HPV16 E2 was detected with either affinity-purified sheep anti-HP V16 E2 antibody which was produced by immunization with bacterially expressed and purified hexahistidine-tagged HPV16 E2 N-terminal domain (aa 1–216; Dundee Cell Products), mouse anti-HPV16 E2 TVG261 (Abcam) or affinity-purified rabbit polyclonal anti-HPV16 E2 antibody (obtained from Françoise Thierry, Institute of Medical Biology, Singapore) (Xue et al., 2010). L1 was detected with mouse anti-HPV16 L1 antibody (Abcam). Mouse anti-HA antibody 12CA5 (Sigma-Aldrich) and rabbit anti-HA antibody HA.11 (Abcam) were used to detect HA-tagged HPV16 E1. Non-specific rabbit and mouse IgGs were purchased from Santa Cruz Biotechnology. Mouse anti-β-actin was purchased from Sigma-Aldrich. Horseradish peroxidase-conjugated secondary antibodies were used for Western blotting (Thermo Scientific). Alexa-Fluor-conjugated secondary antibodies were used for immunofluorescence (Invitrogen).

Co-immunoprecipitation

C33a cells (3 × 106) were seeded into 10 cm dishes and transfected using X-tremeGENE 9 (Roche). Co-immunoprecipitations were performed as previously described (Parish et al., 2006b).

GST pull-down

GST fusion proteins were purified from bacteria induced with 0.5 M IPTG for 4 h at 37 °C. Bacteria were lysed (25 mM Tris/HCl pH 8.0, 250 mM NaCl, protease inhibitors, 5 mM DTT) and samples were sonicated for 30 s at 30 % amplitude. Cleared lysates were incubated with glutathione agarose slurry at 4 °C for 2–6 h with gentle agitation. The beads were washed in lysis buffer and bound proteins were separated by SDS-PAGE and Coomassie-stained. For binding assays, equal amounts of GST fusion proteins (assessed by SDS-PAGE) immobilized on resin were incubated with 50 ng CsCl-purified L1 capsomeres obtained from Professor Martin Muller, DKFZ, Germany (Thönes et al., 2008). Binding buffer (200 μl; 50 mM Tris/HCl pH 7.4, 100 mM KCl, 0.1 mM EDTA, 0.2 % NP-40, 0.1 % BSA, 2.5 % glycerol) was added and the samples were incubated at 4 °C for 2 h with gentle agitation. Samples were washed extensively (100 mM Tris/HCl pH 7.4, 150 mM NaCl, 1 % NP-40, 200 mM KCl) and bound L1 protein was detected by Western blotting.

Transcription assay

Transcription assays were performed as previously described (Feeney et al., 2011). C33a cells (3 × 105) were seeded into each well of a six-well plate and co-transfected with expression plasmids for E2 (50 ng) and L1 (100, 250, 500 ng) along with luciferase reporter plasmid p6E2-tk-Luc (100 ng). Firefly luciferase activity was determined by luciferase assay (Promega).

Replication assay

C33a cells (2.5 × 105) were seeded into each well of a six-well plate and left to adhere overnight. Cells were then co-transfected with 25 ng pOri16M, expression plasmids for L1 (100, 250, 500 ng), E2 (10 ng) and E1 (600 ng). Salmon sperm DNA was included to normalize the DNA amount in each transfection.
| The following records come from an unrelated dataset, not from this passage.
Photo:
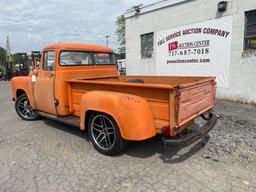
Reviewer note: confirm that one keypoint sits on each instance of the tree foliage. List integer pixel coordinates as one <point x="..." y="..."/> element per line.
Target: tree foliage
<point x="120" y="32"/>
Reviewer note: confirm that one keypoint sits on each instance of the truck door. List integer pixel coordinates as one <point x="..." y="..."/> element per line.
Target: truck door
<point x="44" y="85"/>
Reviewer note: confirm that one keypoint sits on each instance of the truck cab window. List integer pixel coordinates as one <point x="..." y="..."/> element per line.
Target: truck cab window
<point x="49" y="58"/>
Forty-eight hours later, cells were washed in PBS and DNA extracted using 250 μl Hirt extraction buffer (0.6 % SDS, 10 mM EDTA). NaCl was added to a final concentration of 1.25 M, and samples were incubated overnight at 4 °C. The DNA was purified by phenol/chloroform/isoamyl alcohol extraction followed by ethanol precipitation, and the DNA pellet was resuspended in 20 μl water. DNA was digested with DpnI at 37 °C for 4 h and replicated pOri16M was measured by qPCR using Sensimix SyBr (Bioline) and an MXPro3005 PCR machine (Agilent) as previously described (Taylor & Morgan, 2003).

Immunofluorescence

C33a cells were seeded onto glass coverslips prior to transfection with Lipofectamine 2000 (Invitrogen). All subsequent incubations were performed at room temperature. Twenty-four hours post-transfection, cells were fixed with 4 % formaldehyde for 10 min and permeabilized in 0.2 % Triton X-100/PBS for 10 min. Immunofluorescent staining of HFK raft sections was performed following an agitated low-temperature antigen retrieval as previously described (Watson et al., 2002). Cells were blocked (10 % heat-inactivated goat serum, 2 % BSA in PBS) for 1 h and stained as previously described (Parish et al., 2006a). Epifluorescent imaging was performed on a Nikon E600 epifluorescent microscope fitted with a DXM1200F digital camera, and confocal images were captured on a Zeiss LSM 510 META confocal microscope.

Protein stability assays

C33a cells (6 × 106) were seeded in 15 cm dishes and transfected with X-TremeGENE 9 (Roche). Twenty-four hours later, cells were trypsinized, and counted, and 1 × 106 cells were reseeded in 6 cm dishes. The following day, cells were treated with 10 μg ml − 1 cycloheximide (Sigma) and harvested at 0, 2, 4, 8, 10 and 24 h, lysed in urea lysis buffer (50 mM Tris/HCl, pH 7.4, 9 M urea, 5 mM DTT) and sonicated for 15 s at 30 % amplitude. Protein concentration was quantified by Bradford assay and proteins detected by Western blotting. Relative amounts of proteins at each time point were quantified and normalized to β-actin using ImageJ software, and half-life was calculated using Graphpad Prism 4 software using a one-phase exponential decay model.

Acknowledgements

We thank Dr Joseph Spitzer and his patients for the collection and donation of foreskin tissue. A. S. is funded by the Higher Education Commission (HEC), Pakistan; C. D. J. is funded by a PhD studentship awarded by the Medical Research Council to S. R.; J. L. P. is supported by a Royal Society University Research Fellowship (UF110010).

References

  1. Bernard B.A., Bailly C., Lenoir M.C., Darmon M., Thierry F., Yaniv M. (1989). The human papillomavirus type 18 (HPV18) E2 gene product is a repressor of the HPV18 regulatory region in human keratinocytes J Virol 63 4317–4324 . [DOI] [PMC free article] [PubMed] [Google Scholar]
  2. Bird G., O'Donnell M., Moroianu J., Garcea R.L. (2008). Possible role for cellular karyopherins in regulating polyomavirus and papillomavirus capsid assembly J Virol 82 9848–9857 10.1128/JVI.01221-08 . [DOI] [PMC free article] [PubMed] [Google Scholar]
  3. Bouvard V., Storey A., Pim D., Banks L. (1994). Characterization of the human papillomavirus E2 protein: evidence of trans-activation and trans-repression in cervical keratinocytes EMBO J 13 5451–5459 . [DOI] [PMC free article] [PubMed] [Google Scholar]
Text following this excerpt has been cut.